La Trobe Institute for Molecular Science, Department of Biochemistry and Genetics, La Trobe University, Melbourne, VIC 3086, Australia.
Bio21 Molecular Science and Biotechnology Institute, The University of Melbourne, Parkville, VIC 3052, Australia.
Viruses. 2021 Jul 15;13(7):1374. doi: 10.3390/v13071374.

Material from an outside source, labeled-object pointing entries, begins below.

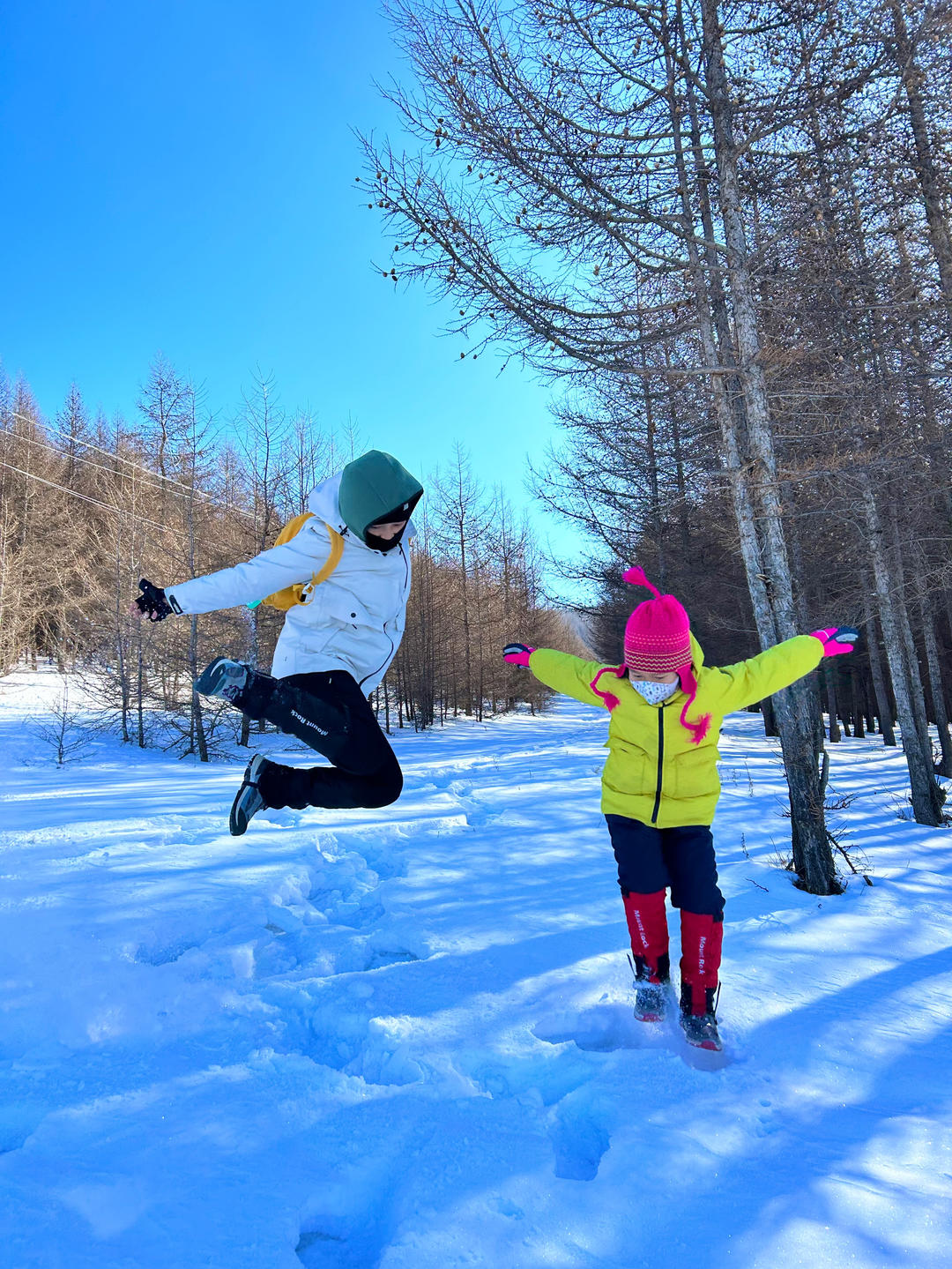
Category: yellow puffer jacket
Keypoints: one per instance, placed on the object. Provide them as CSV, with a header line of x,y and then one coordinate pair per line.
x,y
654,772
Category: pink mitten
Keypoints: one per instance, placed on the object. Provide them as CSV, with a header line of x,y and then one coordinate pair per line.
x,y
517,653
837,638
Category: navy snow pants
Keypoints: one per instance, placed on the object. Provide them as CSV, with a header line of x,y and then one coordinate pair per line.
x,y
681,859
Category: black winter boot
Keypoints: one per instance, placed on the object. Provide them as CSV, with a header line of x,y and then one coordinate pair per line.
x,y
651,989
700,1028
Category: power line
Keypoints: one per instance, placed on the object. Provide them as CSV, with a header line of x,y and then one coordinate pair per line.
x,y
72,493
128,462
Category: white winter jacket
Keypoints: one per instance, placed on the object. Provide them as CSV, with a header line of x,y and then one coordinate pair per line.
x,y
353,621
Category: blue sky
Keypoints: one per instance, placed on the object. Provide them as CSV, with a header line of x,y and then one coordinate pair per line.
x,y
180,178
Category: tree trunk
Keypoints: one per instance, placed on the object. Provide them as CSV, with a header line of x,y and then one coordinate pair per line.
x,y
795,705
925,164
934,676
925,791
884,705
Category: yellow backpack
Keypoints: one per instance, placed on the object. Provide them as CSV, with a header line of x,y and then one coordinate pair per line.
x,y
291,595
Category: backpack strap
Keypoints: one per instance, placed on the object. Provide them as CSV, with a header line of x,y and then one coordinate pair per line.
x,y
332,560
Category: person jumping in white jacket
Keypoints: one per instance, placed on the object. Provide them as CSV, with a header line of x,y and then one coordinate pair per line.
x,y
335,646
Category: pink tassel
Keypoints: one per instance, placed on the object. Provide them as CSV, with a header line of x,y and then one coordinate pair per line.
x,y
700,728
610,699
636,578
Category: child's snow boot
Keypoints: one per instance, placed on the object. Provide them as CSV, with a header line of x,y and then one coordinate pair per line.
x,y
248,801
701,938
651,997
700,1028
648,929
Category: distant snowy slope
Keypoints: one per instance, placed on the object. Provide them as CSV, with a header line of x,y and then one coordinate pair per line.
x,y
404,1038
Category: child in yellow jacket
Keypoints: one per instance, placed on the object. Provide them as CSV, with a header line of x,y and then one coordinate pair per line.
x,y
660,786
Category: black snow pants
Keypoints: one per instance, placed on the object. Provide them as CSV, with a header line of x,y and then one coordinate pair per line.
x,y
331,714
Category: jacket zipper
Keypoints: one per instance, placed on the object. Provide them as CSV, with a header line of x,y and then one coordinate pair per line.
x,y
660,764
388,659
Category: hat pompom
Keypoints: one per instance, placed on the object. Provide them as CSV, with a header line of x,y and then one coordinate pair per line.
x,y
636,577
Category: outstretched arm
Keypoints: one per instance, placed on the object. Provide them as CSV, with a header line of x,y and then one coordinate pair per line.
x,y
291,564
558,670
741,684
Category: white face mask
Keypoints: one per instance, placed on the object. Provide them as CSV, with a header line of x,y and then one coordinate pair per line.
x,y
654,691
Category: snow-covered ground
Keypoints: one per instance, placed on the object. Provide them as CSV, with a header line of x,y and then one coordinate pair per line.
x,y
404,1038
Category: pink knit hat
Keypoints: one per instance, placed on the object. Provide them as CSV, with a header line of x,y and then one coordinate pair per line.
x,y
658,641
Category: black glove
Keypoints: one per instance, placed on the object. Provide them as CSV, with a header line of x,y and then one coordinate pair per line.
x,y
152,603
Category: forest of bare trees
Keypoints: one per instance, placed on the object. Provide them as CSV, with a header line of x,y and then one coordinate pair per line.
x,y
724,230
89,505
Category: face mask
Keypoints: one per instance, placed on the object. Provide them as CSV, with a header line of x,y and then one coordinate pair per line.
x,y
654,691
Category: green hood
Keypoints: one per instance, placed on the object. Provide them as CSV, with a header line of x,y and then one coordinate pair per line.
x,y
376,485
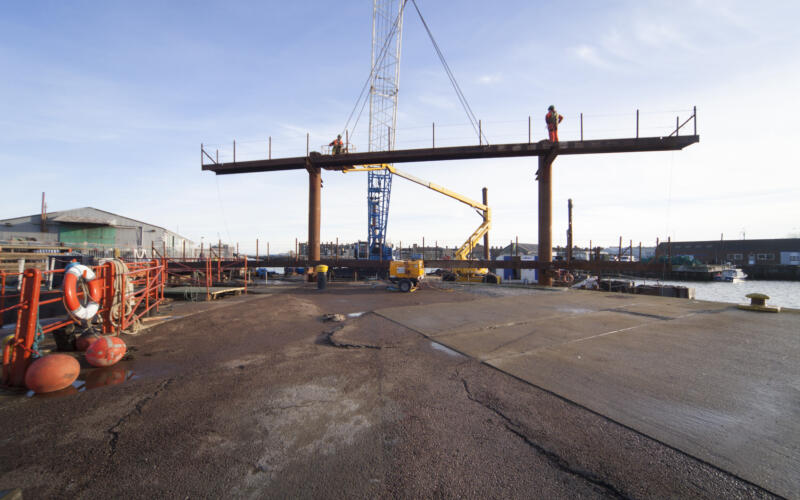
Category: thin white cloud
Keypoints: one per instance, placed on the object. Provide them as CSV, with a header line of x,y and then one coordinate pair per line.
x,y
590,55
490,79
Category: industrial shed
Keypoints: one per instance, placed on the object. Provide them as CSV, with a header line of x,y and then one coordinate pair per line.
x,y
95,231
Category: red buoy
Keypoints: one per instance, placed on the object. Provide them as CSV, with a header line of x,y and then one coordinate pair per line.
x,y
85,340
52,373
106,351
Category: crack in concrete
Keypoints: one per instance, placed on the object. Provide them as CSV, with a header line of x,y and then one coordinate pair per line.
x,y
551,456
329,340
137,410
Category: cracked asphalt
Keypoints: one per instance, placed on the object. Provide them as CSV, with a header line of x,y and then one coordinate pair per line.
x,y
257,397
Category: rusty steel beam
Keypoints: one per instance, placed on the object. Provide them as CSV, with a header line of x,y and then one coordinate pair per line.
x,y
285,261
541,148
314,211
544,175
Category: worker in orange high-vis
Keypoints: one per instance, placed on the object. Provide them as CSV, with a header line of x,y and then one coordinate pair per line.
x,y
336,145
553,119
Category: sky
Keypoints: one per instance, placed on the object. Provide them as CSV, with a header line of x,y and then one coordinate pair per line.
x,y
105,104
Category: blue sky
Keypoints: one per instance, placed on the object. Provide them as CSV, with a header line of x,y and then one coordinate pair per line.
x,y
105,104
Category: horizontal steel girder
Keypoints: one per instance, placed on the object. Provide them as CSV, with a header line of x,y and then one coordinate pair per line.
x,y
338,162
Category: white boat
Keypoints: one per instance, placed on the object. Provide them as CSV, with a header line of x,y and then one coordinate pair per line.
x,y
730,275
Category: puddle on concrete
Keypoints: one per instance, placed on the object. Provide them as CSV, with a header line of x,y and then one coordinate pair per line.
x,y
575,310
445,349
93,378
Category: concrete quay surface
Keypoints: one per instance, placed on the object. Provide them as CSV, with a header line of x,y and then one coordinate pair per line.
x,y
538,394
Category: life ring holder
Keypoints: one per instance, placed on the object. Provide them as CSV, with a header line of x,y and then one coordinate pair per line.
x,y
72,275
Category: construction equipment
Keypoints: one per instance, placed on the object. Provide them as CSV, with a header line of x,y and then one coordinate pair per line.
x,y
406,274
462,253
387,29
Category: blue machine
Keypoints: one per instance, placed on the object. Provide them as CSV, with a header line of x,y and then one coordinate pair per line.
x,y
379,189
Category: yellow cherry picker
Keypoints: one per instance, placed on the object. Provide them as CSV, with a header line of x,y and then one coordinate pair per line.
x,y
411,272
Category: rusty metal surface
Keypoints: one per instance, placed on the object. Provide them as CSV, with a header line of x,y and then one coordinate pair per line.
x,y
337,162
593,266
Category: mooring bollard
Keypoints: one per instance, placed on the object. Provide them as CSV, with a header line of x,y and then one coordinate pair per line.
x,y
322,276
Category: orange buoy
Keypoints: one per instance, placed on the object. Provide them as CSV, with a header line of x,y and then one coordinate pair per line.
x,y
85,340
52,373
106,351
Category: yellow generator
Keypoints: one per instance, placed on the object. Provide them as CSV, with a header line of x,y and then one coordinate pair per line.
x,y
406,274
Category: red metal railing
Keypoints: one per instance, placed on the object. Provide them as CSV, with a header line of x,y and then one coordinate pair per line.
x,y
134,292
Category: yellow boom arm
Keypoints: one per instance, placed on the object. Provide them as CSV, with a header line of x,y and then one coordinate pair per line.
x,y
464,250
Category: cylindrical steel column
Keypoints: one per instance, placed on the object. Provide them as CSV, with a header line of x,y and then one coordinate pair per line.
x,y
545,218
486,236
314,209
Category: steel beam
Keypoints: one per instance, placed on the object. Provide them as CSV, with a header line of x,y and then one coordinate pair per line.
x,y
314,210
545,217
338,162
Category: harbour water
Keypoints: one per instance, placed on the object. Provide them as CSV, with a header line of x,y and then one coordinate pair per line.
x,y
781,293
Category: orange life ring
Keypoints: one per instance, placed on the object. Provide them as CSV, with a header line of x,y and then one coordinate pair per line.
x,y
72,274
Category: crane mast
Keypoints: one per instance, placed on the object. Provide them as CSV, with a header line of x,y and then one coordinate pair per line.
x,y
387,27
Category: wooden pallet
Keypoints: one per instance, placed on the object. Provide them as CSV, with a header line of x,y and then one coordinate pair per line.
x,y
199,292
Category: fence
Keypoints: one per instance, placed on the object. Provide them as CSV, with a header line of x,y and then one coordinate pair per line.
x,y
129,291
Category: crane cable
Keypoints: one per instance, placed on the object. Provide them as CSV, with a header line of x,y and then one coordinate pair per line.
x,y
376,64
461,97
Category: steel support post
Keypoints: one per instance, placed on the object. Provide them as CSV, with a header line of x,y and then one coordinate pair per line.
x,y
546,217
486,236
314,210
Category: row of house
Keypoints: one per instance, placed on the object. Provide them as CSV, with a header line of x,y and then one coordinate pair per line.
x,y
778,251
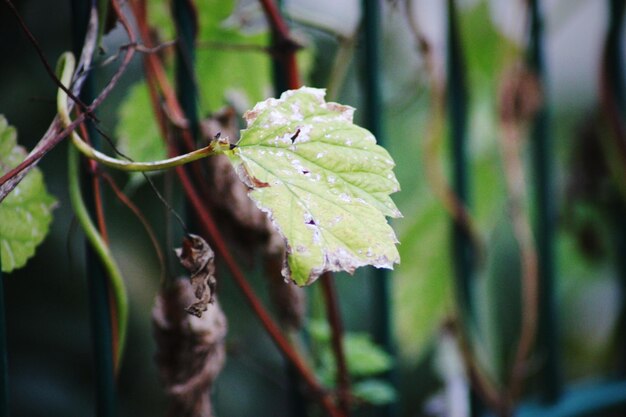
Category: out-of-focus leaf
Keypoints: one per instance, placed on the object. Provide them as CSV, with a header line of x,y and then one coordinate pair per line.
x,y
26,213
231,66
324,182
364,357
374,391
137,132
423,282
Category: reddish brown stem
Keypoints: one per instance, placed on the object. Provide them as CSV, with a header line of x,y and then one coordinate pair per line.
x,y
146,225
153,68
268,323
336,325
42,56
283,47
52,138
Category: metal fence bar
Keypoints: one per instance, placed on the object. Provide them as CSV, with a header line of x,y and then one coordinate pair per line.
x,y
381,284
97,283
547,337
4,362
457,115
614,70
185,18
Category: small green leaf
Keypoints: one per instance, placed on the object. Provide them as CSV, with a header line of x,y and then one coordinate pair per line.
x,y
26,213
323,181
137,132
374,391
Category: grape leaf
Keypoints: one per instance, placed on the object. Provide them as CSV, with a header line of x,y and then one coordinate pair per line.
x,y
26,213
323,181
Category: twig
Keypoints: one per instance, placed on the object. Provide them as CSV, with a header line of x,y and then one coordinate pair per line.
x,y
272,329
438,183
334,318
283,47
214,148
52,137
93,236
144,222
520,99
42,57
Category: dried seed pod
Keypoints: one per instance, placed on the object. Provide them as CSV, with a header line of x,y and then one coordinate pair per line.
x,y
196,256
190,350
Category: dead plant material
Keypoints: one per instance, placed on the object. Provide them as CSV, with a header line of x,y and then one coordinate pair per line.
x,y
228,196
288,300
190,350
196,256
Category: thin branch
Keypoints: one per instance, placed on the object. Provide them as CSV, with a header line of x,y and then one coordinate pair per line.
x,y
42,57
268,323
437,181
232,46
52,137
144,222
520,98
283,48
334,318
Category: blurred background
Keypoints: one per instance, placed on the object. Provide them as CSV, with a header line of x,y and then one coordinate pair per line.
x,y
48,330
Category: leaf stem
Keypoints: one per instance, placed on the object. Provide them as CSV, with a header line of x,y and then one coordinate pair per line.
x,y
93,236
102,250
334,318
66,65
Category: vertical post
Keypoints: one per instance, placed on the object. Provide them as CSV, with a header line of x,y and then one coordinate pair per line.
x,y
4,363
186,28
280,79
279,72
381,288
457,115
547,338
462,250
97,284
613,70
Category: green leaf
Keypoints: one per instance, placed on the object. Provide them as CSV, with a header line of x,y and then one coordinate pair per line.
x,y
374,391
26,213
229,68
323,181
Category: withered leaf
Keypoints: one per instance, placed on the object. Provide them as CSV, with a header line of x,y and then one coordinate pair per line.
x,y
196,256
190,350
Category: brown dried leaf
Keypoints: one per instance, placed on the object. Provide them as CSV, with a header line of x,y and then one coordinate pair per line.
x,y
190,350
239,216
196,256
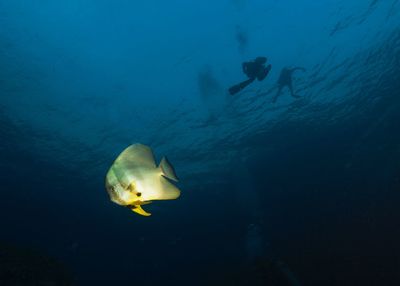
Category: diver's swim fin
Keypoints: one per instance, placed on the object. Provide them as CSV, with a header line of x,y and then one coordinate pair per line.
x,y
139,210
264,73
236,88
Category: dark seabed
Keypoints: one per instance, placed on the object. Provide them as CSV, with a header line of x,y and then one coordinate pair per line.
x,y
304,191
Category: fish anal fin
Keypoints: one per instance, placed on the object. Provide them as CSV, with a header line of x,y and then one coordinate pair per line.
x,y
138,209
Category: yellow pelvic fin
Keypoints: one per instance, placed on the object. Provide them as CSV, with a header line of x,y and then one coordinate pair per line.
x,y
139,210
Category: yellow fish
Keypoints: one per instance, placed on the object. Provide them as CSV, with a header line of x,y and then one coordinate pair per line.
x,y
134,179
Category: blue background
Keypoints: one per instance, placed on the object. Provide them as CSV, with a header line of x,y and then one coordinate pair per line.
x,y
313,182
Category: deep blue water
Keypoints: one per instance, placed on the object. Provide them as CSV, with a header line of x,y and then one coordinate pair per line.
x,y
298,192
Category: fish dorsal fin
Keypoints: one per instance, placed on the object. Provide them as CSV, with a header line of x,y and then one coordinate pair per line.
x,y
168,190
137,155
167,169
139,210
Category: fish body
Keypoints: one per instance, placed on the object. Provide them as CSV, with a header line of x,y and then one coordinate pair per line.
x,y
134,179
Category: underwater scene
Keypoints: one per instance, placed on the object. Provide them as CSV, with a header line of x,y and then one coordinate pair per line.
x,y
225,142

Numerous viruses have evolved sophisticated countermeasures to hijack the early programmed cell death of host cells in response to infection, including the use of proteins homologous in sequence or structure to Bcl-2. Orf virus, a member of the , encodes for the Bcl-2 homolog ORFV125, a potent inhibitor of Bcl-2-mediated apoptosis in the host. ORFV125 acts by directly engaging host proapoptotic Bcl-2 proteins including Bak and Bax as well as the BH3-only proteins Hrk and Puma. Here, we determined the crystal structures of ORFV125 bound to the BH3 motif of proapoptotic proteins Puma and Hrk. The structures reveal that ORFV125 engages proapoptotic BH3 motif peptides using the canonical ligand binding groove. An Arg located in the structurally equivalent BH1 region of ORFV125 forms an ionic interaction with the conserved Asp in the BH3 motif in a manner that mimics the canonical ionic interaction seen in host Bcl-2:BH3 motif complexes. These findings provide a structural basis for Orf virus-mediated inhibition of host cell apoptosis and reveal the flexibility of virus encoded Bcl-2 proteins to mimic key interactions from endogenous host signalling pathways.
许多病毒已经进化出了复杂的对策,以劫持宿主细胞对感染的早期程序性细胞死亡,包括使用与 Bcl-2 序列或结构同源的蛋白质。口疮病毒是疱疹病毒科的一员,编码 Bcl-2 同源物 ORFV125,它是宿主中 Bcl-2 介导的细胞凋亡的有效抑制剂。ORFV125 通过直接与宿主促凋亡 Bcl-2 蛋白(包括 Bak 和 Bax)以及 BH3 仅蛋白(如 Hrk 和 Puma)结合而起作用。在这里,我们确定了 ORFV125 与促凋亡蛋白 Puma 和 Hrk 的 BH3 基序结合的晶体结构。这些结构表明,ORFV125 使用典型的配体结合槽与促凋亡 BH3 基序肽结合。位于 ORFV125 结构等效的 BH1 区域的 Arg 与 BH3 基序中的保守 Asp 形成离子相互作用,这种方式模拟了在宿主 Bcl-2:BH3 基序复合物中观察到的典型离子相互作用。这些发现为口疮病毒介导的宿主细胞凋亡抑制提供了结构基础,并揭示了病毒编码的 Bcl-2 蛋白模拟内源性宿主信号通路关键相互作用的灵活性。